I’m still making kefir, producing kefir, growing kefir. Whatever. All I know is that the kefir grains are growing and growing and I have more and more kefir. The dogs are now eating kefir. His Lordship has taken some and enjoyed it. And still the kefir grains continue to grow. I think the person who made that movie, The Blob, was growing kefir.
I’m not complaining. OK, I’m complaining a little. But the kefir is good and since I discovered the second fermentation, it is really good.
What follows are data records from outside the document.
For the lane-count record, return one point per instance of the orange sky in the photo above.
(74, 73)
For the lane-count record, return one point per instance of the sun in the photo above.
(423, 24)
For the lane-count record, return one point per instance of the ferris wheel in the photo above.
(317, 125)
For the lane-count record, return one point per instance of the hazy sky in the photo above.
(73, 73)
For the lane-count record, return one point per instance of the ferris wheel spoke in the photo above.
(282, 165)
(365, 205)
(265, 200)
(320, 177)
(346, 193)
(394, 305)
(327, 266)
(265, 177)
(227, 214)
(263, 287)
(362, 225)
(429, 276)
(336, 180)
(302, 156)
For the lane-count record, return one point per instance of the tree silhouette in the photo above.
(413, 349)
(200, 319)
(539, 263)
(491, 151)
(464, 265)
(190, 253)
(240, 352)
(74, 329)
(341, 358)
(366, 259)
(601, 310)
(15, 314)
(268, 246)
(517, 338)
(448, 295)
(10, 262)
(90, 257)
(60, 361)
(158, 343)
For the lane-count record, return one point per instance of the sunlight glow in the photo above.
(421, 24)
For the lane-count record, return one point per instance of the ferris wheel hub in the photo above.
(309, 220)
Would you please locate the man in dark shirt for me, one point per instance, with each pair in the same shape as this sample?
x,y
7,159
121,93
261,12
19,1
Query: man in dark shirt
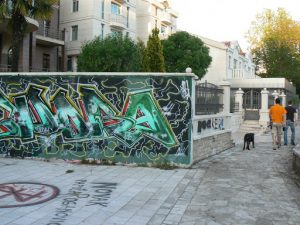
x,y
290,122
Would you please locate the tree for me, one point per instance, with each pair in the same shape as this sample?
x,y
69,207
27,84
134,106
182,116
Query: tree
x,y
182,50
274,38
16,12
113,54
154,53
143,57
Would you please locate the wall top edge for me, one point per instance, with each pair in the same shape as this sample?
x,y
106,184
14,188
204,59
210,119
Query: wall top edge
x,y
96,74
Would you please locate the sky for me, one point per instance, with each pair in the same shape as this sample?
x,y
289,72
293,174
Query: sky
x,y
226,20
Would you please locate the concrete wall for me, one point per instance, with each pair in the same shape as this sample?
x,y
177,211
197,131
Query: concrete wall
x,y
296,159
211,145
123,117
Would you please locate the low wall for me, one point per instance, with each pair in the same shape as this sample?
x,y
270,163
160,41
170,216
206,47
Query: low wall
x,y
122,117
211,134
211,145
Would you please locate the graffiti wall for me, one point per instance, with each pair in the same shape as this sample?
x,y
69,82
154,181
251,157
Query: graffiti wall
x,y
125,118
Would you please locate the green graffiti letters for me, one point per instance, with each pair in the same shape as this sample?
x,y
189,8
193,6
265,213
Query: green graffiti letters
x,y
34,113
For a second fermentation, I strain the kefir the first time to remove the grains. I then put it in a new, clean jar, add some citrus peel or a few berries, something to encourage more fermentation, grapes would probably work. The permeable cover goes back on the jar and it spends another night on the counter.
That’s it. Twice fermented kefir.
I use it immediately or put it in the fridge for later. I think it is good for it to have a second day with the permeable cover, let it to adapt to the chilly environs with plenty of air. After that I leave a real lid on it. Once the real lid is on the jar, it needs to breathe every 24 hours. It also needs to exhale, and if not allowed this respite, the jar can explode. I don’t think His Lordship attends to this part. I’ve warned him about the risk of explosion, but he remains cavalier.
Salad dressing or raita;
with berries, dried fruit or nuts;
in smoothies; kefir is an ingredient that can go from sweet to savory, from breakfast to dinner, from counter to table. Like the perfect pocketbook, it will overcome cheap shoes, like real wicker, it will allow you to say, “It’s real wicker.” In other words, you can gloat.
And I have too many Kefir grains. If anyone wants a starter kit, I’ll provide grains, a jar and a quart of raw milk. The smugness will come from you.